The launch comes as brokerages and portals increasingly explore new ways to handle listing exposure. Earlier this month, Compass and Redfin announced a partnership allowing Compass agents to display coming-soon listings on Redfin’s platform.

Other brokerages are also testing their own strategies. Last week, Pittsburgh-based brokerage Howard Hanna launched HannaList, a private listing network that allows its agents to share properties internally before distributing them more broadly through the MLS.

As those moves take shape, some industry observers have begun to frame the debate as competing camps emerging around how listings should be distributed. Kelly said some companies may be thinking about the issue in those terms, but he believes the reality is more nuanced.

“I do believe there are some that are thinking of it along those kinds of linear terms — like you’re either on this side or on the other side,” Kelly said. “But like most things in life or business, the truth is somewhere in between.”

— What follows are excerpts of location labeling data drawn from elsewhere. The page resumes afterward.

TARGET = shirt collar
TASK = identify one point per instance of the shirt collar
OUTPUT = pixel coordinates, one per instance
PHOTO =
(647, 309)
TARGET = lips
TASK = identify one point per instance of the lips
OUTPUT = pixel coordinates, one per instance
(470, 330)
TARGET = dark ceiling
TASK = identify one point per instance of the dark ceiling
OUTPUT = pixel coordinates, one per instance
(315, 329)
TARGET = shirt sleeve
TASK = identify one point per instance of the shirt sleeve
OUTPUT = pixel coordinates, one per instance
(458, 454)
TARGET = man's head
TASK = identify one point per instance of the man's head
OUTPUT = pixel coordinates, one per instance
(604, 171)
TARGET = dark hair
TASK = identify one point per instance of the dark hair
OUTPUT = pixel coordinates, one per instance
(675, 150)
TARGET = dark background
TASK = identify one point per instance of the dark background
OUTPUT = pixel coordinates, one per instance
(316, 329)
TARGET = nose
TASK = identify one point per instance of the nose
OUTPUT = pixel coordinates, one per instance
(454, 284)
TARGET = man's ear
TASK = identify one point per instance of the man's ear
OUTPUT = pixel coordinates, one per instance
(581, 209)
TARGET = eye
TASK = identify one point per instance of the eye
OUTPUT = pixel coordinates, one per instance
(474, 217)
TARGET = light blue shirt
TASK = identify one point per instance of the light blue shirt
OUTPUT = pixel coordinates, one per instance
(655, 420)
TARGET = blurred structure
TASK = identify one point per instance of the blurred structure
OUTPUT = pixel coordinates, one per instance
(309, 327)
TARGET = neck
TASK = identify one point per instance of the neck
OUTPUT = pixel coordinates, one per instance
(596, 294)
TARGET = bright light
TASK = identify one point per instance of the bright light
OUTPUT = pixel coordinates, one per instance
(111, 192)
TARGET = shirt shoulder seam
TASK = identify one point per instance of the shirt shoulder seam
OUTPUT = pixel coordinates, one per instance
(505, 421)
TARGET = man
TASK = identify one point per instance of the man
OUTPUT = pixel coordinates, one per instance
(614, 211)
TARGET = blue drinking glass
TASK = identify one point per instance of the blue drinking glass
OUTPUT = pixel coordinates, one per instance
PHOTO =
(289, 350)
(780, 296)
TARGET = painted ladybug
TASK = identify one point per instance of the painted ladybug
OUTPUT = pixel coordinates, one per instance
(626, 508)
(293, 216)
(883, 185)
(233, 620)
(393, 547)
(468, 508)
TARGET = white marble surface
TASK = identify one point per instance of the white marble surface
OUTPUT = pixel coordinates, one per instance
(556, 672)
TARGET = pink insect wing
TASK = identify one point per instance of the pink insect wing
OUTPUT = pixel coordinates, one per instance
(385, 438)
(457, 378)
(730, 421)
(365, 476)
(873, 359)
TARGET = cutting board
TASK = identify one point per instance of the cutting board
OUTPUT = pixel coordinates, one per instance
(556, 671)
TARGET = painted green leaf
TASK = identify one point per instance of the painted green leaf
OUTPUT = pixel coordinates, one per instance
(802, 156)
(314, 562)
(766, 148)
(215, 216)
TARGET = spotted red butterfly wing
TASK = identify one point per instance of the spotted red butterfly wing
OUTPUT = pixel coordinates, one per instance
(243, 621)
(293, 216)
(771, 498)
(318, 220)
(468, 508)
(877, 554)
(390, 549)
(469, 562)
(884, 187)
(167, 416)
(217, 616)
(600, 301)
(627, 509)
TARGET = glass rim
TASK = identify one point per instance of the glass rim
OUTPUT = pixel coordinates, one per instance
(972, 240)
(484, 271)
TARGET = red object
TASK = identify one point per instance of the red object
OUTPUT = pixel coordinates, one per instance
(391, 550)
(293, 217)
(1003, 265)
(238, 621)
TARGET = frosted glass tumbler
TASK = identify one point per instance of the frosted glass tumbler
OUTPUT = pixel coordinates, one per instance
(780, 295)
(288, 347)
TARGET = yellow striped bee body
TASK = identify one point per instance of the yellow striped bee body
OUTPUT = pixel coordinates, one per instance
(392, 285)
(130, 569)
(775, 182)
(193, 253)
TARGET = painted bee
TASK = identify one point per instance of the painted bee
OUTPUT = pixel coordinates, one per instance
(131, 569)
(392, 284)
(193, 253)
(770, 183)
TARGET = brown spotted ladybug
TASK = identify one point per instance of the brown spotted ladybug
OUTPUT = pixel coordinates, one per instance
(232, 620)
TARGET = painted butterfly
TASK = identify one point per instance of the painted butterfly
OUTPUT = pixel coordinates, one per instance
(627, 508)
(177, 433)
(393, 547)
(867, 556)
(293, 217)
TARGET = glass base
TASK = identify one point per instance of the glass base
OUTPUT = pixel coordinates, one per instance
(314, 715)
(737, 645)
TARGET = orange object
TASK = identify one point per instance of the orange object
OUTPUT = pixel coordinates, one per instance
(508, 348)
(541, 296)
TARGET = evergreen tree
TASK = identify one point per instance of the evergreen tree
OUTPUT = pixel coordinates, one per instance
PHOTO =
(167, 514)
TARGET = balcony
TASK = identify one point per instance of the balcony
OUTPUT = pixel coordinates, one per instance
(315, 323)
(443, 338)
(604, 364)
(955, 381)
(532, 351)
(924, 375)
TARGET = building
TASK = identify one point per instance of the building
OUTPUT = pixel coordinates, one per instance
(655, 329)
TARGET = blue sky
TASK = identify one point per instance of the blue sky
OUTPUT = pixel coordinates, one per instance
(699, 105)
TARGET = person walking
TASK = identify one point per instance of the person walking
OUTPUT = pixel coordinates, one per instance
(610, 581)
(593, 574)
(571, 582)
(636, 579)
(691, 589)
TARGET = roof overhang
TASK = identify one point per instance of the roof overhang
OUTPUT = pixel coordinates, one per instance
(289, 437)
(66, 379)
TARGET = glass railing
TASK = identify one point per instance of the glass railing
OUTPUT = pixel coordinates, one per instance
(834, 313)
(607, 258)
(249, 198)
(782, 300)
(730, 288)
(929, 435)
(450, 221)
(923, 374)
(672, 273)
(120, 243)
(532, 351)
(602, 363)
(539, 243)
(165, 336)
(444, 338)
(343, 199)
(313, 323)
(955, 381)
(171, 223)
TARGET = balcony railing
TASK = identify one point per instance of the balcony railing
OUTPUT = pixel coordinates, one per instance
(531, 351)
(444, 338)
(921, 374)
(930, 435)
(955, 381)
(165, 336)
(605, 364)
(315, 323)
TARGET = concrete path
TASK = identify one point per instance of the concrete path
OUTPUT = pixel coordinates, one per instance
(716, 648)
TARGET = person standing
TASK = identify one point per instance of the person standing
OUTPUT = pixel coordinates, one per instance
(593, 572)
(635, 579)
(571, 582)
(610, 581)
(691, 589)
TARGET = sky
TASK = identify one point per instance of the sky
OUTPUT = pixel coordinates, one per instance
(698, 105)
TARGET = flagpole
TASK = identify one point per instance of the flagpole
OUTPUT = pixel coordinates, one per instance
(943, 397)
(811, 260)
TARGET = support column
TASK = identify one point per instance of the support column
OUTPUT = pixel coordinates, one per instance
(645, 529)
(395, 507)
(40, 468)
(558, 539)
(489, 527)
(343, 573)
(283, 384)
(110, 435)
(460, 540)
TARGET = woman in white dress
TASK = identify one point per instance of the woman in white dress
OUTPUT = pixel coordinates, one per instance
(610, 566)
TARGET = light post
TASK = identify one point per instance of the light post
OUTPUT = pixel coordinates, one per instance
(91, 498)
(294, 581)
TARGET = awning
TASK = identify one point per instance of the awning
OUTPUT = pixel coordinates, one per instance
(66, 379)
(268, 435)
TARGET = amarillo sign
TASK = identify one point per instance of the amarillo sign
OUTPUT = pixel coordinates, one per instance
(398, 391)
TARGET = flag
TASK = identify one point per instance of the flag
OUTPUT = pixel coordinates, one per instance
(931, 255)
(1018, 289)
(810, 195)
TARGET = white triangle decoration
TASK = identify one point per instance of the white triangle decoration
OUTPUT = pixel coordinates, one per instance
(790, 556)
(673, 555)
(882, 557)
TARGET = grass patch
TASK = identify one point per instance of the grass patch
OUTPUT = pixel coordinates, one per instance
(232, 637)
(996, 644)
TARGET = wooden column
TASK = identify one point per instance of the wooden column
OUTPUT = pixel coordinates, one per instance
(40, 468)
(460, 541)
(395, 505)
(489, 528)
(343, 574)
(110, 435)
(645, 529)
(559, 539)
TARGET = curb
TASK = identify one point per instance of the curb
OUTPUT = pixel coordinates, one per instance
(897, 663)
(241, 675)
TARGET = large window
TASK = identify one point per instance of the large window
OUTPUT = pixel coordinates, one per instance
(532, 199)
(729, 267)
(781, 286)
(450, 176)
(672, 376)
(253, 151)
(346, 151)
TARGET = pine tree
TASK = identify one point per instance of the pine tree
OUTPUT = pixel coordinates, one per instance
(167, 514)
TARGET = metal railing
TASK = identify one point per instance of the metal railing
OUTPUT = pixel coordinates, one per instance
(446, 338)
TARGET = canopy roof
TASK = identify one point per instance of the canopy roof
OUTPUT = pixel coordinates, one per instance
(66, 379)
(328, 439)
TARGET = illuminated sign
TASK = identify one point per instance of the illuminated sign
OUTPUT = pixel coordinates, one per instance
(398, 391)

Kelly said brokerages across the industry are experimenting with new ways to distribute listing content, but warned that the industry could create problems for consumers if listings become scattered across competing platforms.

“If all brokerages went running in the direction of their own private listing networks not shared with others, not put on the portal, not shared in the MLS — that’s where you really start running the risk of separating the agent from the consumer,” Kelly said.

The result, he said, could be a fragmented marketplace where buyers must search multiple websites just to see what homes are available. Kelly compared the dynamic to the way television viewing shifted after the rise of streaming services.

“If you look at portals like Zillow, it’s a little like YouTube TV,” Kelly said. “That’s where consumers are going to watch the content.”

While some industry leaders have advocated for greater use of private listing networks, Kelly said HomeServices believes most properties still benefit from broad exposure.

“There are times where that kind of secret-passage speakeasy approach works,” he said, referring to selective marketing strategies used for certain properties. “But for the vast majority of businesses, you’re trying to draw the biggest crowd. For the vast majority of our properties, what’s most advantageous for the seller is the widest exposure possible.”

For HomeServices, the Zillow partnership also comes as the brokerage works on simplifying its internal technology systems across its brands. Historically, many of the company’s brokerage affiliates operated on different technology platforms. Kelly said HomeServices has been working to consolidate those systems so agents and consumers can operate on a more unified platform.

“Some of the differentiation we had wasn’t actually making us better,” Kelly said. “It was differentiation for the sake of differentiation.”

By simplifying those systems, he said, the company hopes to move faster as a national brokerage while better integrating its brokerage, mortgage, title and insurance operations.

Still, Kelly said the broader industry debate over listing distribution is likely to continue as he sees more opportunity in the way homes are marketed.

“The truth is there’s lots of ways to do real estate,” Kelly said. “The question is whether we’re thinking about what works best long term — not just what helps us in the moment.”